Most salient among them: the notion that "fan pressure" can somehow bring about a desired conference reaffiliation.
Another: that anyone ever used the term "cure-all", or anything close, to assess the latest move. I challenge you to provide a quote to this effect.
Is every single loss going to elicit this caliber of panicked non sequiturs from the woodwork?
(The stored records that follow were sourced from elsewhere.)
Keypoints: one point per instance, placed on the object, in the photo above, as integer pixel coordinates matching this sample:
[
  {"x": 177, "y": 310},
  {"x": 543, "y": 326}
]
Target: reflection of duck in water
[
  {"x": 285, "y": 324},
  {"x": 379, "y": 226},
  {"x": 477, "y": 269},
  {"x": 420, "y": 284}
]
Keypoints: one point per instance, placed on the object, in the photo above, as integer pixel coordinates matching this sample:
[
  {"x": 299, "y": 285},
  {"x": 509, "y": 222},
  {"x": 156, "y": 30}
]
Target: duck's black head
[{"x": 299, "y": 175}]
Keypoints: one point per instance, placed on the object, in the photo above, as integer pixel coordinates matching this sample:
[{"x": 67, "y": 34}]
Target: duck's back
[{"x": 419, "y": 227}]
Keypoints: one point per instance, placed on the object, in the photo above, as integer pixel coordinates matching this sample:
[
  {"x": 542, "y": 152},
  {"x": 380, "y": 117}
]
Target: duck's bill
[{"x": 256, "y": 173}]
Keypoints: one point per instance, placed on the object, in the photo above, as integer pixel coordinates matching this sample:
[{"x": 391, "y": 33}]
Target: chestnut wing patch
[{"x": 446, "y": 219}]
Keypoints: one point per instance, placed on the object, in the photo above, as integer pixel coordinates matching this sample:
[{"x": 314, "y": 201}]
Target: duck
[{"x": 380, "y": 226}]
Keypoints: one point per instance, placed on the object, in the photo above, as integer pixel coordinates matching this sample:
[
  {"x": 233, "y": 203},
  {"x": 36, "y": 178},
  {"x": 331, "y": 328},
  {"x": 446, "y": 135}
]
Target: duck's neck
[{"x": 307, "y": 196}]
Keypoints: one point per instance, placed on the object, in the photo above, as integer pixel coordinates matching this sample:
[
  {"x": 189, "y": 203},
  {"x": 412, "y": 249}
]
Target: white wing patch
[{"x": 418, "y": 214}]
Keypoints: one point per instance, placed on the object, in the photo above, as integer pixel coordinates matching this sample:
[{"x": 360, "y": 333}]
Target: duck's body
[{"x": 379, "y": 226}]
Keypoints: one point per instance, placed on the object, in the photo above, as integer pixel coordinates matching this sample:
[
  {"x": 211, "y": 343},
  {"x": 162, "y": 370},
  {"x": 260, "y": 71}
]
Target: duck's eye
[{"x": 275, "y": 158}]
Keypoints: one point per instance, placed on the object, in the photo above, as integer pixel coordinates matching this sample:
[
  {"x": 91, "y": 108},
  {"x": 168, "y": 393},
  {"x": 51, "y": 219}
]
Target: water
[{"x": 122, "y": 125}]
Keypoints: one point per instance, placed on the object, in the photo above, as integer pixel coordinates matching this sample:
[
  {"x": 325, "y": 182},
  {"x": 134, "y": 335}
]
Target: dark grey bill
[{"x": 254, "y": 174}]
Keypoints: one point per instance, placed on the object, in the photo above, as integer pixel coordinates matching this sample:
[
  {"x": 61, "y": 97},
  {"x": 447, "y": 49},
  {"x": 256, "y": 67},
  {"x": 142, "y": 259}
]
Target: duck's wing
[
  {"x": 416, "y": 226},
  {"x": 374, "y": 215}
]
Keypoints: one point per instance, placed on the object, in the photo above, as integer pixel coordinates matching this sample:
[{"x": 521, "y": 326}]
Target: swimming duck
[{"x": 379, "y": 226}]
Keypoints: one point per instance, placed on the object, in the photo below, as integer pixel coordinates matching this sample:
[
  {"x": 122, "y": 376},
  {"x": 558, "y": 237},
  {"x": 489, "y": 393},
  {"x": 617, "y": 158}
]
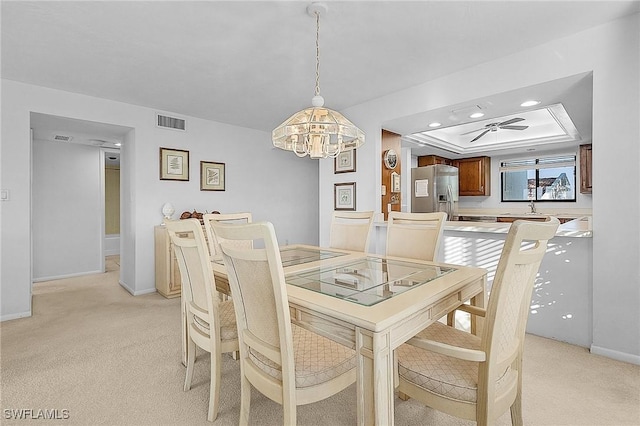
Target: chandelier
[{"x": 318, "y": 132}]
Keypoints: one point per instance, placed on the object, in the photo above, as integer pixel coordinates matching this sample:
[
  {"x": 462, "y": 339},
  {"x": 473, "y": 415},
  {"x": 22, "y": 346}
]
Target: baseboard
[
  {"x": 619, "y": 356},
  {"x": 15, "y": 316},
  {"x": 60, "y": 277},
  {"x": 137, "y": 293}
]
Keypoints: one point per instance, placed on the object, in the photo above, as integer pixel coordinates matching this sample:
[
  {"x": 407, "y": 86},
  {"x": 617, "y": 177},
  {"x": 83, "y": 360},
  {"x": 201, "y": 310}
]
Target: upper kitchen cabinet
[
  {"x": 585, "y": 169},
  {"x": 474, "y": 175},
  {"x": 430, "y": 160}
]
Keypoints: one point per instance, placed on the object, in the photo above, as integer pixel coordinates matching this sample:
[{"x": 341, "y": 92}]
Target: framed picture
[
  {"x": 344, "y": 196},
  {"x": 174, "y": 164},
  {"x": 395, "y": 182},
  {"x": 345, "y": 162},
  {"x": 211, "y": 176}
]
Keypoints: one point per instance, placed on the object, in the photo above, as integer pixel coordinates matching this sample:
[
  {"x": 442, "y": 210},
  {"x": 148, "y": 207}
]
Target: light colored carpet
[{"x": 113, "y": 359}]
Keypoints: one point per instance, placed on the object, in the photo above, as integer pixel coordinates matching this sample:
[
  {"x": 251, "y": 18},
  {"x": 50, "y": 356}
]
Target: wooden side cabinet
[
  {"x": 474, "y": 175},
  {"x": 585, "y": 169},
  {"x": 168, "y": 281}
]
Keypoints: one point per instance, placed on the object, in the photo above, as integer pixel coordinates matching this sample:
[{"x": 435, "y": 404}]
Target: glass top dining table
[
  {"x": 365, "y": 280},
  {"x": 373, "y": 304}
]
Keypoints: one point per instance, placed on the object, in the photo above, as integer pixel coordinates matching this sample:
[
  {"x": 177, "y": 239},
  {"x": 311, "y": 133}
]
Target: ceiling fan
[{"x": 493, "y": 127}]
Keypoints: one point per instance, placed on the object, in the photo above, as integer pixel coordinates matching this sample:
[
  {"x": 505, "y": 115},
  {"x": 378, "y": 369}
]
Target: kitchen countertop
[{"x": 578, "y": 228}]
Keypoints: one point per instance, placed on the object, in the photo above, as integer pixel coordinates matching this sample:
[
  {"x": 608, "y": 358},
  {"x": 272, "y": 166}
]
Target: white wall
[
  {"x": 273, "y": 184},
  {"x": 67, "y": 210},
  {"x": 611, "y": 51}
]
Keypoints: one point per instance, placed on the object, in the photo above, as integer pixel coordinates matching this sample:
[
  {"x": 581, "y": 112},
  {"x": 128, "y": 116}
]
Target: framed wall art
[
  {"x": 344, "y": 196},
  {"x": 211, "y": 176},
  {"x": 174, "y": 164},
  {"x": 345, "y": 162}
]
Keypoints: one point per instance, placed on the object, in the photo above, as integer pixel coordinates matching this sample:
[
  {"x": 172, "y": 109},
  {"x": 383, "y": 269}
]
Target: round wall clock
[{"x": 390, "y": 159}]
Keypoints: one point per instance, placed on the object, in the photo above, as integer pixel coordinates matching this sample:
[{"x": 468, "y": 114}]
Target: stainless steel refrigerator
[{"x": 435, "y": 189}]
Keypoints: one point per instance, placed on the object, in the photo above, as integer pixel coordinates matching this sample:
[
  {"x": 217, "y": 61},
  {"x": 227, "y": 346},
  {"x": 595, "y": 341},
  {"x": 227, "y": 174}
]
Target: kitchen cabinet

It's like watching a cruel scientific experiment on mice unfold.
Updated with bolded items to account for the Arkansas loss.
The BY has long established every UCONN WCBB loss MUST BE absurdly attributed to one or more of the following:
a) UCONN player(s) choked.
b) The refs were incompetent.
b.1) Dee Kantner called the game and she hates UCONN.
c) ND flopped.
c.1 Skylar Diggins exaggerated contact.
c.2 Madison Cable undercuts.
c.3 Michaela Mabrey is the worst.
c.4 Marina Mabrey is worst than her sister.
c.5 Arike is a dirty player.
c.6 Dungee pushed off and it wasn't called
d) Geno got out coached.
d.1 By Tara, Muffet, Vic , Jeff ( really?), or Kim or Neighbors
e) Geno can't recruit.
e.1) Geno can't recruit bigs.
f) Geno is too stubborn.
g) Geno Turtles up in close games
h) The team was obviously missing Marissa Mosley or Shea
I) Geno didn't give her (them) enough minutes.